I'll admit that I was a little tiny bit apprehensive about the Buffyverse colliding with Frayland. First off, the time travel bugaboo. It can be the whole' jumping the shark' can of worms, and no one wants to see that, right? But I'm a loyal fan, and nothing if not open minded (except with Republicans...with them I'm as closed as a steel trap left out in the rain and rusted shut), so I gently went into that storyline hoping for the best.
Issue 16 was good, a proper set up for what's to follow, with lots of stuff happening. But it's 17 that blows you away. Gotta say that I'm just lovin' the cover art by Jo Chen. Guys at Dark Horse (and you are mostly guys there): DO NOT LET HER GET AWAY!!! Her cover for the final episode in the Faith arc, No Future For You, should win awards and stuff. Her cover for the current issue is equally as brilliant. The twist on perspective perfectly reflects what is going on in the pages inside.
Oddly, I'm not going to give a lot away in this post, unlike usually when I just spill all of the beans and then make bean soup. No, instead I'm going to encourage everyone to go out and buy the comic, and then find someplace, here even, to go and obsessively discuss it.
One other thing: I finally got the Fray series and read the entire thing, just so that I could be fully caught up on Frayland. When it first came out in serial form I'd read maybe one or two issues, but I was dedicated to it, so there were huge gaps in my knowledge of what happened with Mel and why. It's not essential that you read Fray to keep up with what's happening in the Buffy arc, but it helps to know what happened to her twin brother and the price Mel has had to pay to be a slayer.
I even let MK read my copy of Fray, but she had to promise to be extry tender with it. I want it to stay in pristine condition, so we handle it with surgical gloves and I don't smoke around it. Now that's dedication, or just garden variety obsession. One or the other, but never both.
Anyone have any thoughts on Willow? Anyone?

2 comments:

Anonymous said...

Along with others that have mentioned the same thing around the web, I initially thought that the 'madwoman' was Dru. Best madwoman of the Buffy cast, btw.
I didn't feel betrayed when it was revealed to be Dark Willow, but it did make me start to question so many motivating factors in the evolution of Willow. Willow does have a softer side of Sears, but she's got an underlying darkness and nastiness that she usually doesn't reveal. Where Cordy was obvious in her thoughts, words, and actions, Willow has always been quieter.
So, why the Dark old Willow? Mad in a distant future? Disappointed by love? Long life? Not enough of the spotlight?

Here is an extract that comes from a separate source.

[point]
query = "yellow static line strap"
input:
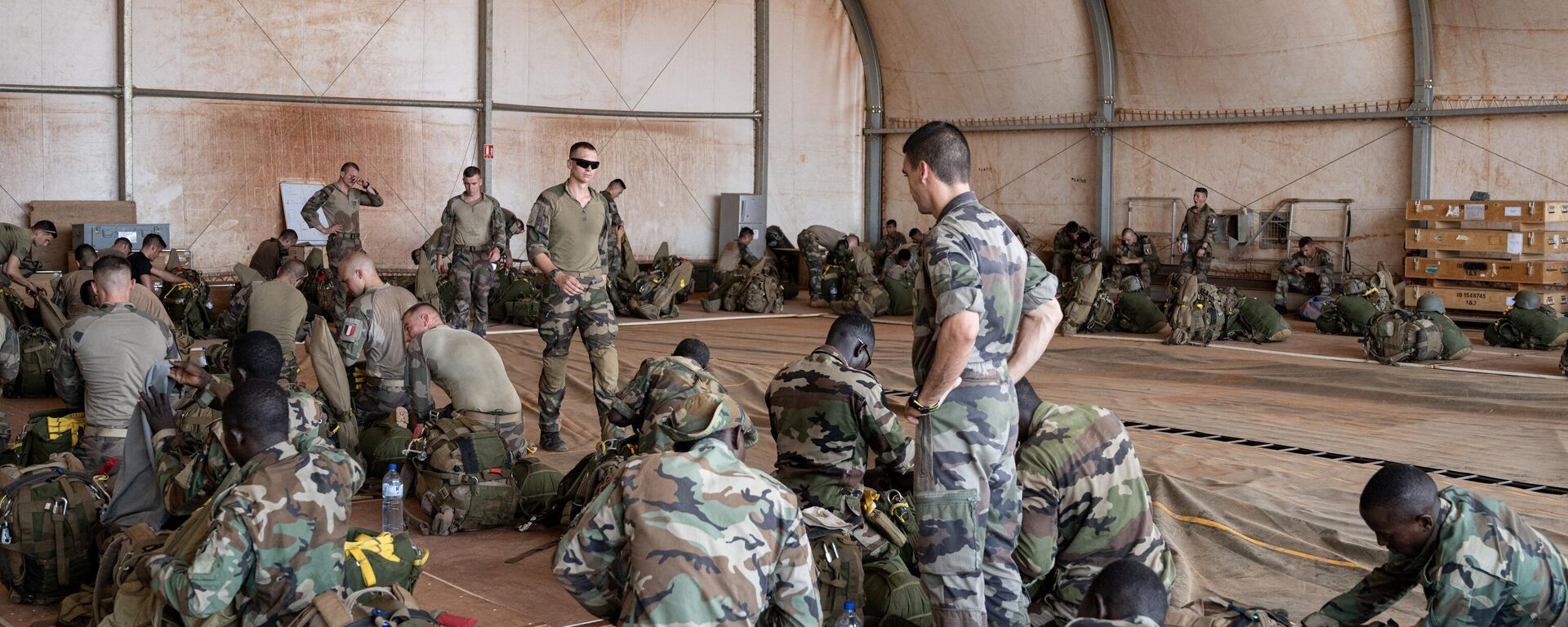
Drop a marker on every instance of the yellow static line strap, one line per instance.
(1228, 529)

jennifer from pittsburgh said...

I think that Willow is something of a cautionary tale, what we can become if we got all we wished for. Bear with me: The powerless attains epic power. In her own mind, within that dangerous inner dialog that we all endure nonstop (even while sleeping, but then we call it dreaming), she is able to justify willful (I'm having an unZen moment) actions that have resonating effects that can't even be imagined.
It's why Willow has become the Mad Woman, and out crazied even Dru in the Buffyverse. No small feat, that one. I still keep a blindfolded baby doll because that whole concept with Dru just fascinated me, and can mean almost anything about how ugly the world is.
But, back to Willow - Dark Willow is actually the personification of will. And given that her nickname is 'Will', I think that this was always intended by Joss. She's a wonderfully sympathetic character, embraced by nerdy fans from day one. But if the less than idyll ideal of absolute power corrupting absolutely is to be realized, then Willow becomes corrupt, ergo 'evil', by her power. Did we really believe that once she tapped into that black wellspring of power that she would just retreat quietly back to her plaid jumpers and brick red Mary Janes?
I anxiously await the rest of this arc!